Parentheses for capturing

As well as grouping, parentheses serve a second purpose. They can be used to capture the results of parts of the regexp match for later use. The results end up in \1 , \1 and so on.

Getting hold of the groups

parts = re.match("([^@]+)@(.+)", "a@b.com")
print "Part 1: " + parts.group(1) + ", Part 2: " + parts.group(2)

Replacing groups with regex

parts_str = re.sub("([^@]+)@(.+)", "Part 1: \\1, Part 2: \\2", "a@b.com")
print parts_str # Prints out: "Part 1: a, Part 2: b.com"

Writing functions / subroutines

Writing a "function" is easy:

def logger(log_message):
    my_logfile = open("out.log", "a")
    my_logfile.write(log_message + "\n")

Now we can use the function just as any other built-in function:

logger("We have a logger subroutine!")

Functions can of course return values:

def square(num):
    result = num * num
    return result

Then use it like:

sq = square(8)

Overall structure of scripts

Short scripts can be written directly in the file in python, without any main function of whatsoever. One problem with this though, is that function have to be defined before the code that use them, which forces the main code to be placed in the bottom of the scripts if you use a lot of functions.
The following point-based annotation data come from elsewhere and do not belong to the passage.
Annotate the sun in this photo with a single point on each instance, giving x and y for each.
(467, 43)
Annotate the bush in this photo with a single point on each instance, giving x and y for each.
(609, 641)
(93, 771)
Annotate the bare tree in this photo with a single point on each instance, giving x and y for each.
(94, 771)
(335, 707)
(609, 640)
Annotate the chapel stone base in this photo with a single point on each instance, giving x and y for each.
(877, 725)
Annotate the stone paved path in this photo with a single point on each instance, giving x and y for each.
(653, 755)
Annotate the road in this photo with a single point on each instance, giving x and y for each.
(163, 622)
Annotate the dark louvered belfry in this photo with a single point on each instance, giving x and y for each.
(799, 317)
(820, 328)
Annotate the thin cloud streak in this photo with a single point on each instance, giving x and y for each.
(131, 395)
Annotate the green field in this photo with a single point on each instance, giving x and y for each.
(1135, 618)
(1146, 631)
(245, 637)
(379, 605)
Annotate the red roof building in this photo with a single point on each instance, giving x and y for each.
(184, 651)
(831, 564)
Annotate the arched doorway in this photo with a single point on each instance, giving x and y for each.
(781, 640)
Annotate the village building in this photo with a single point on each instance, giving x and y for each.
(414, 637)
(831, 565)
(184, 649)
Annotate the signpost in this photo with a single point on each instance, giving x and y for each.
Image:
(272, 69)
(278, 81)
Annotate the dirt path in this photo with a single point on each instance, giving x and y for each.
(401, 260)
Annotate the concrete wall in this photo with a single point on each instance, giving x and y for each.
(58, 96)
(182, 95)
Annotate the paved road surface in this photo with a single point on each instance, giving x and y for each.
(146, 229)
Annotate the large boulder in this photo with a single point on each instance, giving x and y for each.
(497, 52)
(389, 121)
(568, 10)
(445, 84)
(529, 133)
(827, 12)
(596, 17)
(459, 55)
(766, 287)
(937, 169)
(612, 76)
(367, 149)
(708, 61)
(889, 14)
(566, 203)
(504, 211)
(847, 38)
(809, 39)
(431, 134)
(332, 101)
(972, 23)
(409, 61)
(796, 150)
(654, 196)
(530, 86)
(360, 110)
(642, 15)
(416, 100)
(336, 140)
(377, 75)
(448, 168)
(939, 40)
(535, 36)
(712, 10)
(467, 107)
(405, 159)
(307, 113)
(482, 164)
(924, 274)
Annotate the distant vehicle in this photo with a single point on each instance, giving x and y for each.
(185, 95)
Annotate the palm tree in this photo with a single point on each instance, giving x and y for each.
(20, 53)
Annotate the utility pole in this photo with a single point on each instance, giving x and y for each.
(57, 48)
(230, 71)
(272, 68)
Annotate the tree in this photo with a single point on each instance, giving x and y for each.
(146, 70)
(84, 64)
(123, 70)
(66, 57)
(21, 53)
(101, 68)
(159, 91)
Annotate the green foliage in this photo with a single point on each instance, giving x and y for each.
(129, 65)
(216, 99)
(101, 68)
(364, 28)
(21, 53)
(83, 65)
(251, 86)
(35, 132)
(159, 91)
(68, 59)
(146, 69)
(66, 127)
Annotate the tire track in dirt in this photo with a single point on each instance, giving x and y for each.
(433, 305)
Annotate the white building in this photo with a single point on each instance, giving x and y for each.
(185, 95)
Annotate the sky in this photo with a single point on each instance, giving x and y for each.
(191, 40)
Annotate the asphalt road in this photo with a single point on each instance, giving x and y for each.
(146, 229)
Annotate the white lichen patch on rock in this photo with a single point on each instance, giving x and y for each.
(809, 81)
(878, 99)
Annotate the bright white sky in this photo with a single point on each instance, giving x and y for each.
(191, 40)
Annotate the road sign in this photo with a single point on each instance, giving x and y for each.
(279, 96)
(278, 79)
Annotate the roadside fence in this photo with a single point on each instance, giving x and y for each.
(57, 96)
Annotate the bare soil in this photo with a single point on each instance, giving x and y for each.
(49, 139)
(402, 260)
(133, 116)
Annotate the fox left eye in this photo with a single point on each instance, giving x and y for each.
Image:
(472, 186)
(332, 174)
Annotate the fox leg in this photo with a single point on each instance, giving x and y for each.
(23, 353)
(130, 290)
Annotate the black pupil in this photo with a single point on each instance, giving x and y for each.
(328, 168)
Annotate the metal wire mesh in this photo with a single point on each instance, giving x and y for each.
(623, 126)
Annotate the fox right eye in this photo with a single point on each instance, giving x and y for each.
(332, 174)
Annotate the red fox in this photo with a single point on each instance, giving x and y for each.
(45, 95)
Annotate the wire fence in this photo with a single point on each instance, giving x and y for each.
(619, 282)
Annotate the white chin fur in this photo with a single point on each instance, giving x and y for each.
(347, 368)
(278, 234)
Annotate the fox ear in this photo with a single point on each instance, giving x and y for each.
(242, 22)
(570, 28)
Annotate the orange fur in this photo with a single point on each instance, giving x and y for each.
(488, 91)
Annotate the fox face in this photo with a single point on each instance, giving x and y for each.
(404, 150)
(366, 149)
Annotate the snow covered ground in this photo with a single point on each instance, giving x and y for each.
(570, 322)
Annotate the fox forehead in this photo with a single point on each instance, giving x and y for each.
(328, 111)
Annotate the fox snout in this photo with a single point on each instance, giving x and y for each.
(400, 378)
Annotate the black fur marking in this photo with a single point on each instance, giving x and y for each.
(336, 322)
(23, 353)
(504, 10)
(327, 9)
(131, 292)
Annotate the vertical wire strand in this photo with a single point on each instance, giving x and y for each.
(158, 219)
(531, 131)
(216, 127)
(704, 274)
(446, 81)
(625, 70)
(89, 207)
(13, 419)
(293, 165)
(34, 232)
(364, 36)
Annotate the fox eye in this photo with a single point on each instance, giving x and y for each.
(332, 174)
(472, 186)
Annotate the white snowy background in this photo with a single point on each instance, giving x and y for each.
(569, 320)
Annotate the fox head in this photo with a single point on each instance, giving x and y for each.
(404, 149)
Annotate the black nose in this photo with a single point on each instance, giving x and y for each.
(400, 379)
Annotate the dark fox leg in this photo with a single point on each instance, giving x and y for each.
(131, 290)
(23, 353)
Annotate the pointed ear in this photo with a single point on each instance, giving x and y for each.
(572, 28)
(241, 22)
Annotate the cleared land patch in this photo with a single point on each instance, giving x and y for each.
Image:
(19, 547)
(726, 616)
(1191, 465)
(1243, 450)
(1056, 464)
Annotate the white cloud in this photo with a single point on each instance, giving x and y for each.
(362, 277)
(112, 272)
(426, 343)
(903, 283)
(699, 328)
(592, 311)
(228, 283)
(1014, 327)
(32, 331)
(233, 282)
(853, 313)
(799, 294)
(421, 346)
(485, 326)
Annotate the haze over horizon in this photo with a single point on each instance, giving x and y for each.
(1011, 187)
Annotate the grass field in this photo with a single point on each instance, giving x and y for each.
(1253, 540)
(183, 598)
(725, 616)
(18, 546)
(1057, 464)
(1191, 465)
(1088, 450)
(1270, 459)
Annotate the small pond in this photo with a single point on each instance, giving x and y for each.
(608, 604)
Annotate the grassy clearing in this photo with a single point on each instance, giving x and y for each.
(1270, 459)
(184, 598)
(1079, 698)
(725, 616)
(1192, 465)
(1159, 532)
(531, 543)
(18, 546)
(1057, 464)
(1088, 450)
Therefore it is common to introduce a main function, and a little code snippet in the end, that executes the main function if it detects that the current file is the one that is executed (that is, not only imported into another larger script):

Typical structure of python script:

# some imports
import re
 
# The main function here
def main():
    # Do some stuff here
    pass # simple command to do nothing
 
# Other functions can be defined after "main()"
def other_function():
    pass
 
# Execute the main function if this file is the one that is called:
if __name__ == "__main__":
    main()